In Bolivien hat Morales sogar noch weniger Raum für Manöver, aufgrund einer weitaus tieferen sozialen und wirtschaftlichen Krise, grassierender Armut und einer starken Tradition von unabhängigem revolutionären Kampf durch die ArbeiterInnenklasse und BäuerInnen. Obwohl Chavez die Sympathie der Massen der ArbeiterInnenklasse hat, hat die Tatsache, dass er nicht mit dem Kapitalismus bricht, die um sich greifende Korruption und wachsende Bürokratie sowie das Fehlen von ArbeiterInnenkontrolle und –verwaltung, bedeutet, dass viele ArbeiterInnen in Lateinamerika seinem Regime gegenüber skeptisch sind.
Eine Umfrage der Brasilianischen Tageszeitung O Estado hat ergeben dass nur 14% der Brasilianer ein positives Bild von Chavez haben, während er in Bolivien durchaus populär ist. Lediglich 10% denken, dass seine „Bolivarische Politik“ ein nachahmenswertes Modell darstellt. Gleichzeitig hat dieselbe Umfrage festgestellt, dass 74% und 78% Maßnahmen wie staatliche Kontrolle über die Multinationalen Konzerne und Banken sowie Preise unterstützen!
Der Aufstand der Massen gegen den Neoliberalismus und die Krise die sich nun im ganzen Kontinent entwickelt verlangt klar nach eigenen politischen und sozialen Organisationen der ArbeiterInnenklasse und armen BäuerInnen mit einem Programm dass mit dem Kapitalismus bricht und den Imperialismus herausfordert. Der Aufbau von ArbeiterInnen- und BäuerInnenregierungen mit revolutionärem sozialistischen Programm ist dringend nötig. Solch ein Programm muss bei der Verstaatlichung der großen Betriebe, Banken und Multinationalen Konzernen in jedem Land ansetzen, und einem Programm einer wirklichen Landreform, wo diese nötig ist.
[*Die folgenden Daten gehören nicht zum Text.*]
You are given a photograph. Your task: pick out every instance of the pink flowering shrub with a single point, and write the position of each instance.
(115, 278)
Nur dann wird es möglich sein, den Kapitalismus zu besiegen und mit dem Aufbau einer geplanten Wirtschaft zu beginnen, die sich nach den Bedürfnissen der Massen richtet.
Solch ein Programm kann sich auch nicht auf ein Land beschränken. Die aktuelle Energiekrise auf dem Kontinent illustriert die Notwendigkeit von regionaler Integration und Planung der Wirtschaft. Chavez hat für die Errichtung einer Lateinamerikanischen Öl- und Gasgesellschaft –Petrosur - aufgerufen. Aber wie wird das auf kapitalistischer Basis möglich sein? Um ein solches Vorhaben zu ermöglichen, müsste die ArbeiterInnenklasse und armen BäuerInnen die Kontrolle und Verwaltung der Wirtschaft übernehmen. Nur dann könnten die riesigen Ressourcen des Kontinents im Sinne der Bedürfnisse der Massen eingesetzt und geplant werden an statt jener der herrschenden Klasse und des Imperialismus. Der Aufbau einer freiwilligen, demokratischen sozialistischen Föderation Lateinamerikas ist die einzig wirkliche Alternative zu Kapitalismus und Imperialismus und der einzige Weg um die Armut und Ausbeutung die den Kontinent plagt auszumerzen. Ein Schritt in diese Richtung wäre die Errichtung einer demokratischen sozialistischen Föderation von Venezuela, Kuba und Bolivien auf Basis der Bildung von demokratischen ArbeiterInnen- und BäuerInnenregierungen in diesen Ländern. Das ist der erste Schritt, um eine Einigung des Kontinents und eine Planung der Ressourcen und der Wirtschaft zu erreichen, als Alternative zu den kapitalistischen Handeslblöcken und Verträgen die derzeit formiert werden.